The main objection raised against this alleged truth is: what about 1998? The answer is always: it was a special case, what with the Republicans impeaching a President that the public supported.
But I just don't think there's actually a pattern, just the illusion of one. Here's my argument:
I'll be 60 when the 2014 midterms roll around. (I hardly feel that age, I'm glad to say. Moving on...) During my lifetime, all nearly 60 years of it, there has been only one Democratic President to reach Year 6 of his Presidency. That President, of course, was William Jefferson Clinton, and his party lost no ground in the 1998 midterms, despite a major scandal that was the culmination of six solid years of the hunting of that President.
If one wants to bend a rule and treat Kennedy-Johnson as a single Presidency, you could point to 1966 as well. I don't buy that: I remember 1966, first of all, and it just doesn't fit the mold. LBJ had been President for only 3 years (and had been practically invisible as Veep), so people weren't tired of him. There wasn't a critical mass of scandals: sure, Bobby Baker, Billy Sol Estes, but no sense that they were more than peripheral. And the 1966 midterms were more a reversion to the mean after the GOP's Goldwater debacle in 1964, than a public upset with the President.
Meanwhile, on the Republican side, what do we have in sixth-year Presidencies?
When it comes to scandals, we have the real thing: Watergate in 1974, Iran-Contra in 1986, and pretty much everything in 2006. And in the last case, a public that had thoroughly had enough of George W. Bush.
You've got to go back to Eisenhower to get a 'typical' sixth year. Minor scandals by today's standards (Sherman Adams), a mild recession, a sense (that Kennedy would soon take advantage of) that perhaps the old general had lost his energy with age...if there's a genuine year-six jinx that's independent of truuly major scandals and Presidential fuckups, this is your only data point in the past six decades to back it up.
And (a) one data point isn't a pattern, and (b) 1958 was a long time ago. The world has changed a bit since.
Not to mention: if there's a pattern emerging in recent Democratic administrations, it's to screw the pooch electorally in Year 2, and to only gain minimal ground back in Year 4 while holding onto the Presidency.

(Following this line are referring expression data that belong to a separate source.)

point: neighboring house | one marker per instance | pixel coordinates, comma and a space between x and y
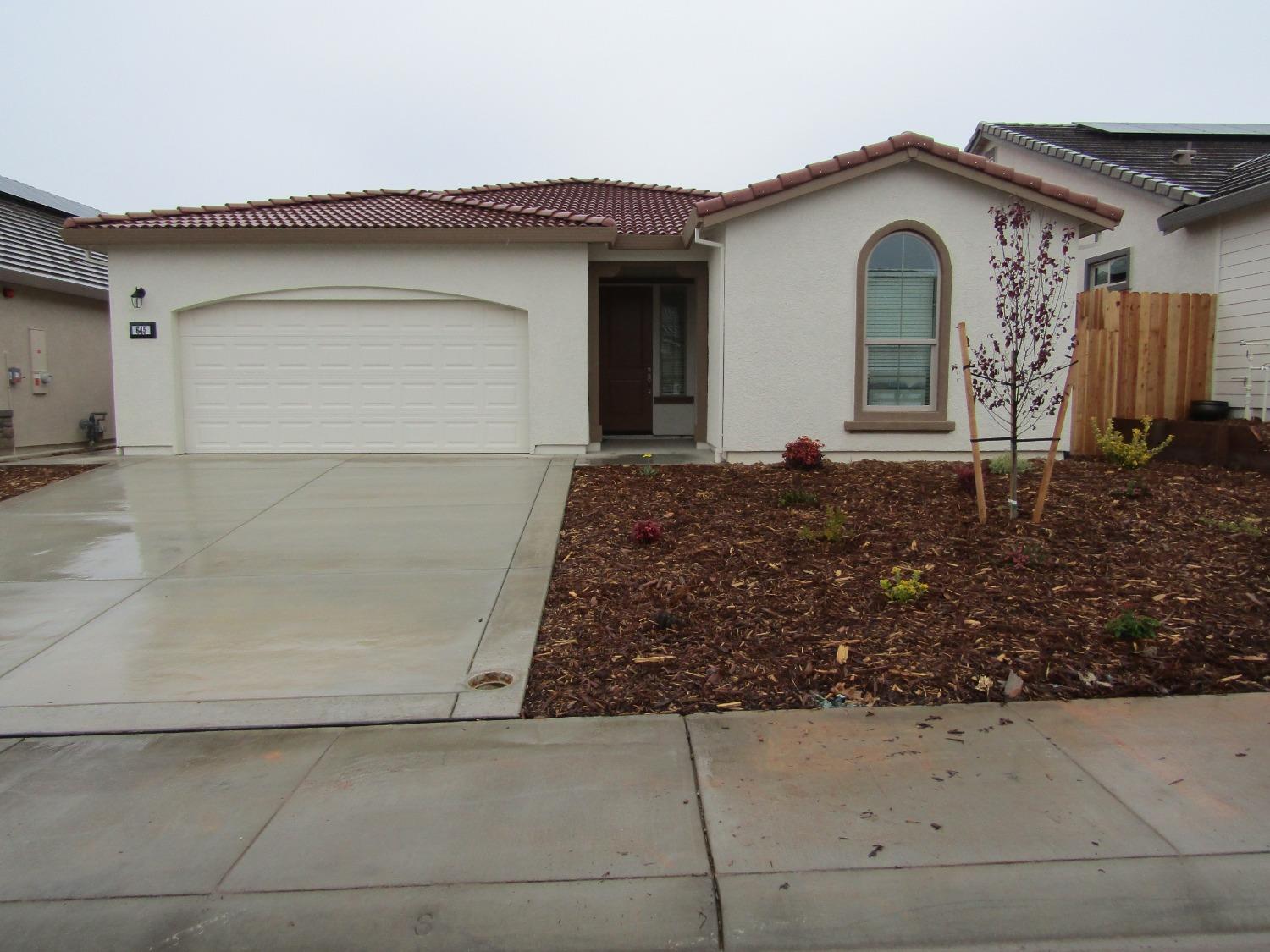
545, 316
1196, 216
55, 332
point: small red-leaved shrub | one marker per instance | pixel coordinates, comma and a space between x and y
803, 454
645, 531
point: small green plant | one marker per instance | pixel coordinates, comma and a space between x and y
1130, 626
1130, 490
902, 589
1127, 454
1246, 526
832, 530
1000, 466
797, 498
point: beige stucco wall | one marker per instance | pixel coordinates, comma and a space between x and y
789, 289
79, 360
548, 281
1244, 305
1178, 263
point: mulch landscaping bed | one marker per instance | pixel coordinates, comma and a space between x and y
15, 480
731, 611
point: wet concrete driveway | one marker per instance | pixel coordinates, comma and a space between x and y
226, 592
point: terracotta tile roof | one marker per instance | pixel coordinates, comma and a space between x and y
381, 208
638, 208
897, 144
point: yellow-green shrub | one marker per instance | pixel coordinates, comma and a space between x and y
897, 588
1128, 454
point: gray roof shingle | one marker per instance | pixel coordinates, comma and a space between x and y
1146, 152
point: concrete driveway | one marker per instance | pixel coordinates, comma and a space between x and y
226, 592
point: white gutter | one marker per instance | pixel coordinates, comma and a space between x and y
721, 454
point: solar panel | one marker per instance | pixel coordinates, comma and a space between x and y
1180, 129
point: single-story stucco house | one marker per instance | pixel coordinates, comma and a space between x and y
55, 327
544, 316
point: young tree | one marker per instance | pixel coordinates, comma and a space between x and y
1016, 371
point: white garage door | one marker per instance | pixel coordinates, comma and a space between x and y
355, 376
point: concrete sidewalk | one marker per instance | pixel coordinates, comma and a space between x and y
1110, 824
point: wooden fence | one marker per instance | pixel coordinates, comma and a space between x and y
1140, 355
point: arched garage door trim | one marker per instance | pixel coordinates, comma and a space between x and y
353, 370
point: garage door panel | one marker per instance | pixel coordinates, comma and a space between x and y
356, 377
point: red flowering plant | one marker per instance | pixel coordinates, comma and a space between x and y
803, 454
645, 531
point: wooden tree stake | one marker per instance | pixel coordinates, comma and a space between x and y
1058, 433
975, 426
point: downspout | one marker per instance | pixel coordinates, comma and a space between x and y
721, 454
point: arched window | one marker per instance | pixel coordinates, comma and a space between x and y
901, 322
902, 329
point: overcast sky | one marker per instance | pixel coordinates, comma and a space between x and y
134, 106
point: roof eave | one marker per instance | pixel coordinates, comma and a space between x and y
1165, 188
102, 236
1185, 216
1092, 220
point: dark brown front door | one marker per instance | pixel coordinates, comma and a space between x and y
627, 360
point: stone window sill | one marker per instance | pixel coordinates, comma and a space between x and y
899, 426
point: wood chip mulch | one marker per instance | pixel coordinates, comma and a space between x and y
731, 611
18, 479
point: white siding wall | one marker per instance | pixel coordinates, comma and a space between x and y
546, 281
1244, 306
1181, 261
790, 289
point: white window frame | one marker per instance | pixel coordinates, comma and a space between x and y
1091, 263
932, 388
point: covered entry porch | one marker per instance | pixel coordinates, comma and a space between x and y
648, 355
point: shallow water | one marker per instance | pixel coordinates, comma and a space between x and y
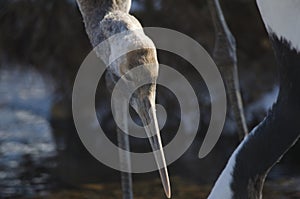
28, 156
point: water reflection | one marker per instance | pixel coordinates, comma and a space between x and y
26, 143
28, 153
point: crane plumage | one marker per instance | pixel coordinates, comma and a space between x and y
103, 20
247, 168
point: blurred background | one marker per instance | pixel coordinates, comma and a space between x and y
42, 44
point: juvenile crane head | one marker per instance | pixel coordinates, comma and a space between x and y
132, 57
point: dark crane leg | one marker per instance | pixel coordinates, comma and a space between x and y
224, 55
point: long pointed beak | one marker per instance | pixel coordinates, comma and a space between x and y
147, 113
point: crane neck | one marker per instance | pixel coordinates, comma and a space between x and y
93, 11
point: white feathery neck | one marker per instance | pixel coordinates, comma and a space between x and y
282, 17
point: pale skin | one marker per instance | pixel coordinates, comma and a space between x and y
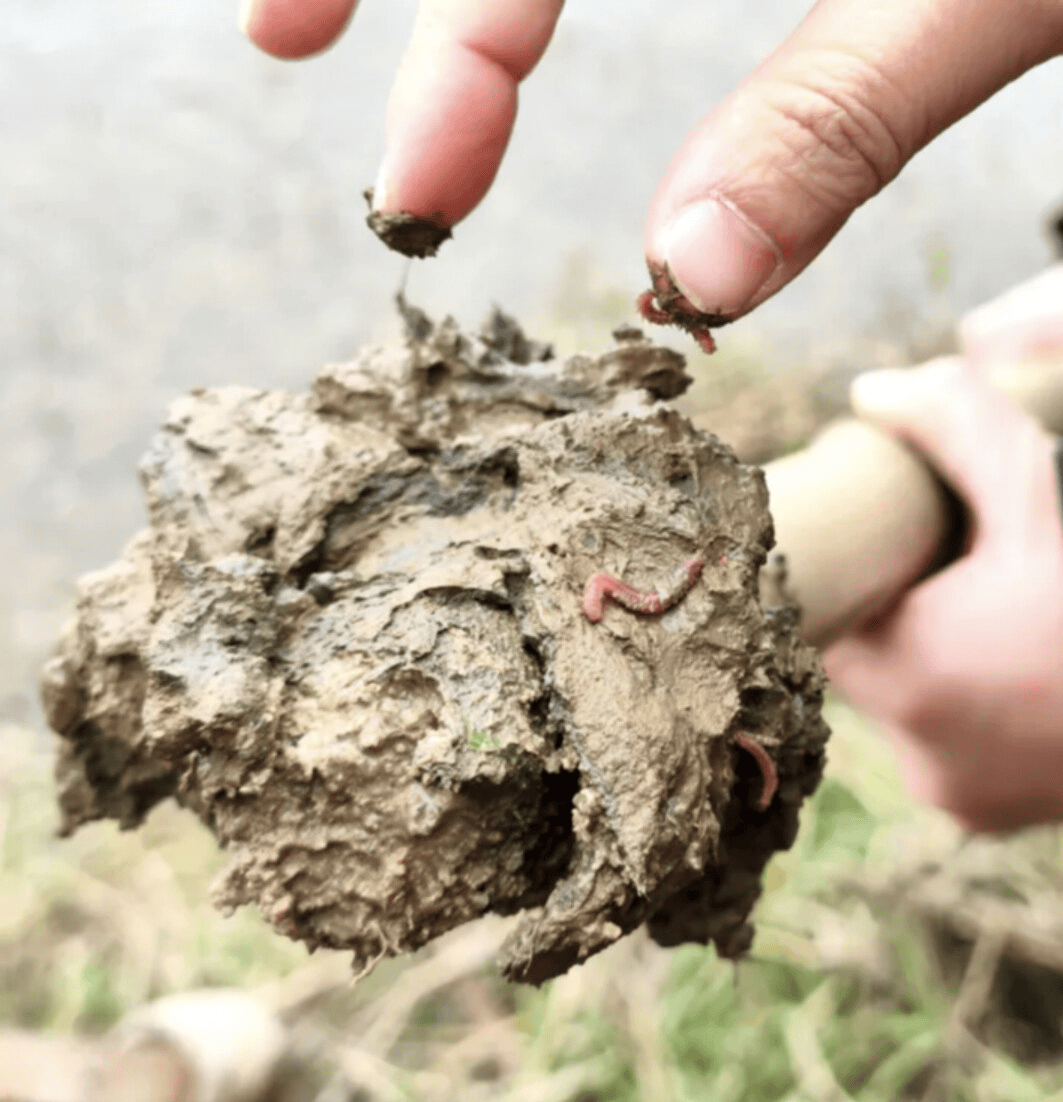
964, 674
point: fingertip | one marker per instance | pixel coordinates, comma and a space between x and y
1024, 322
291, 29
718, 259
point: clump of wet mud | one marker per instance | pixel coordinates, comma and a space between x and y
408, 234
351, 641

IMHO, the real reason why the GOP didn't and couldn't blow it open in 1998 was that there was little room for them to have another blowout, after having just had one in 1994. I suspect the same is true for Obama in 2014: the GOP picked up most of the marginal seats there were to win in 2010, and just don't have a target-rich environment in the House in 2014. (They do in the Senate, but potential quality challengers are shying away in droves from running for Senate in 2014.)
But I don't think there's any clear pattern that says a President's party has to get its ass kicked in Year 6. The immediate circumstances will tell, not any overarching pattern. What the Dems have to worry about in 2014 is getting their base to show up, given that midterm voters tend to be older and whiter than the electorate in Presidential years, not scandal and sixth-year public fatigue with the President.